POJ-1979 Red and Black(DFS 最大连通区域类问题)¶

Description¶

There is a rectangular room, covered with square tiles. Each tile is colored either red or black. A man is standing on a black tile. From a tile, he can move to one of four adjacent tiles. But he can't move on red tiles, he can move only on black tiles.

Write a program to count the number of black tiles which he can reach by repeating the moves described above.

Input¶

The input consists of multiple data sets. A data set starts with a line containing two positive integers W and H; W and H are the numbers of tiles in the x- and y- directions, respectively. W and H are not more than 20.

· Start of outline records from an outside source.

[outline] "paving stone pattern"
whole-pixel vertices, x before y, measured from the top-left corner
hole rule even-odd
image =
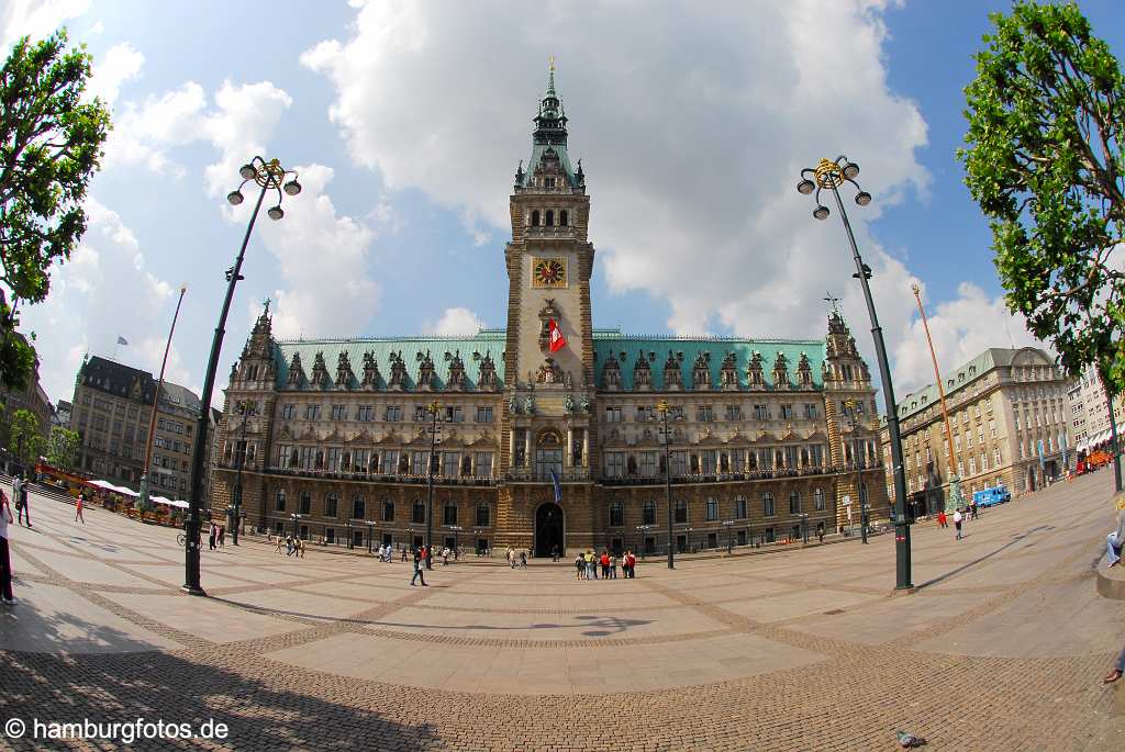
[[[154,750],[891,750],[897,728],[934,750],[1117,749],[1125,689],[1098,679],[1125,602],[1094,579],[1110,482],[987,510],[960,542],[917,526],[914,595],[893,592],[891,536],[609,582],[435,565],[425,588],[410,564],[251,540],[204,552],[200,599],[176,531],[33,497],[0,721],[231,728],[128,745]]]

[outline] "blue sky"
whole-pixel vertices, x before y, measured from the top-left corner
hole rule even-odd
[[[1120,3],[1081,6],[1120,56]],[[821,336],[830,290],[870,356],[838,219],[793,190],[843,152],[875,196],[849,216],[901,397],[930,379],[914,281],[946,368],[1008,332],[1032,342],[954,156],[971,56],[1006,7],[19,0],[0,40],[66,25],[116,123],[82,247],[25,316],[44,386],[69,399],[83,354],[118,335],[119,360],[159,370],[186,282],[169,373],[198,390],[251,203],[223,196],[255,153],[306,190],[255,229],[219,387],[266,297],[286,336],[503,326],[511,175],[555,54],[593,202],[596,326]]]

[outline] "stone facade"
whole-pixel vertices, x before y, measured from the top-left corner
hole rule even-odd
[[[885,516],[874,389],[838,311],[803,341],[594,328],[590,196],[566,138],[552,74],[510,201],[505,328],[284,342],[267,306],[226,388],[213,514],[241,483],[250,526],[417,544],[432,468],[438,544],[655,553],[667,457],[680,549],[831,531],[860,479]],[[845,404],[858,420],[842,427]]]
[[[1060,475],[1068,463],[1073,465],[1068,386],[1042,350],[990,347],[954,369],[945,382],[953,451],[966,500],[998,483],[1014,495],[1034,491]],[[935,514],[944,507],[950,484],[950,450],[937,388],[929,384],[907,395],[898,407],[911,506],[916,514]],[[881,442],[890,468],[885,426]],[[885,483],[893,497],[889,471]]]
[[[147,371],[98,355],[82,363],[71,414],[71,429],[80,438],[80,471],[134,490],[140,487],[156,387]],[[195,392],[164,382],[150,465],[153,496],[187,498],[199,408]]]

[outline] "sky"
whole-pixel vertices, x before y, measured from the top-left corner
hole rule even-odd
[[[1125,6],[1080,6],[1125,55]],[[70,399],[87,354],[158,373],[186,286],[168,378],[198,393],[255,198],[224,197],[255,155],[304,191],[251,235],[214,404],[267,298],[278,337],[503,327],[507,199],[554,55],[592,201],[595,326],[814,338],[835,297],[875,371],[839,218],[795,191],[846,154],[874,196],[848,217],[901,399],[933,381],[911,284],[946,370],[1037,344],[1005,308],[955,156],[972,56],[1008,7],[6,0],[2,48],[65,26],[114,120],[87,234],[21,329]]]

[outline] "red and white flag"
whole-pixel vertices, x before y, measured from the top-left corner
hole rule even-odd
[[[562,329],[559,328],[554,318],[547,323],[547,327],[550,330],[551,352],[557,353],[566,347],[566,337],[562,336]]]

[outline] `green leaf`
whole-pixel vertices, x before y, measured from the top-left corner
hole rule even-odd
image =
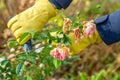
[[[61,66],[62,61],[53,59],[53,64],[54,64],[55,68],[57,69]]]
[[[102,80],[103,76],[104,76],[104,71],[100,71],[100,72],[97,74],[95,80]]]
[[[80,72],[79,75],[80,75],[81,80],[87,80],[84,73]]]
[[[3,61],[1,62],[1,65],[2,65],[3,67],[9,67],[9,68],[11,68],[11,63],[10,63],[8,60],[3,60]]]
[[[32,62],[32,63],[36,63],[36,56],[35,55],[32,55],[32,54],[28,54],[28,55],[26,55],[26,54],[20,54],[19,56],[18,56],[18,60],[27,60],[27,61],[30,61],[30,62]]]
[[[19,42],[21,42],[25,37],[27,37],[30,33],[26,32],[20,36]]]
[[[32,77],[31,76],[27,76],[27,80],[32,80]]]
[[[66,46],[69,46],[71,44],[71,39],[66,34],[64,34],[64,44]]]
[[[25,68],[24,62],[19,63],[19,64],[17,65],[17,67],[16,67],[16,74],[17,74],[18,76],[21,76],[24,68]]]
[[[36,36],[39,35],[38,31],[30,31],[29,33],[31,34],[31,38],[35,38]]]
[[[15,46],[16,40],[10,40],[9,41],[9,47],[13,48]]]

There are H more lines in the data set, each of which includes W characters. Each character represents the color of a tile as follows.

'.' - a black tile '#' - a red tile '@' - a man on a black tile(appears exactly once in a data set) The end of the input is indicated by a line consisting of two zeros.

Output¶

For each data set, your program should output a line which contains the number of tiles he can reach from the initial tile (including itself).

Sample Input¶

6 9
....#.
.....#
......
......
......
......
......
#@...#
.#..#.
11 9
.#.........
.#.#######.
.#.#.....#.
.#.#.###.#.
.#.#..@#.#.
.#.#####.#.
.#.......#.
.#########.
...........
11 6
..#..#..#..
..#..#..#..
..#..#..###
..#..#..#@.
..#..#..#..
..#..#..#..
7 7
..#.#..
..#.#..
###.###
...@...
###.###
..#.#..
..#.#..
0 0

Sample Output¶

#include <iostream>
#include <string>
#include <vector>
#include <algorithm>

using namespace std;

int m = 100, n = 100;
vector<vector<char> > ground(m, vector<char>(n));
int startRow, startCol;
int res = 0;
int direction[4][2] = {{1,0}, {-1,0}, {0,1}, {0, -1}};

void DFS(int row, int col) 
{
    ++res;
    ground[row][col] = '#';
    for (int i = 0; i < 4; ++i) {
        int tmpRow = row + direction[i][0];
        int tmpCol = col + direction[i][1];
        if (0 <= tmpRow && tmpRow < m && 0 <= tmpCol && tmpCol < n && ground[tmpRow][tmpCol] == '.'){
            DFS(tmpRow, tmpCol);
        }
    }
}



int main()
{
    std::ios_base::sync_with_stdio(false);
    cin.tie(NULL);
    cout.tie(NULL);

    while ((cin >> n >> m) && m && n) {
        for (int i = 0; i < m; ++i) {
            for (int j = 0; j < n; ++j) {
                cin >> ground[i][j];
                if (ground[i][j] == '@'){
                    startRow = i;
                    startCol = j;
                }
            }
        }
        DFS(startRow, startCol);
        cout << res << endl;
        res = 0;
    }

    return 0;
}

思路和lake counting基本一致，注意两个细节，一个是最初@送在的位置也是black，另外，因为把res作为了全局变量，每个算例结束后要res清零。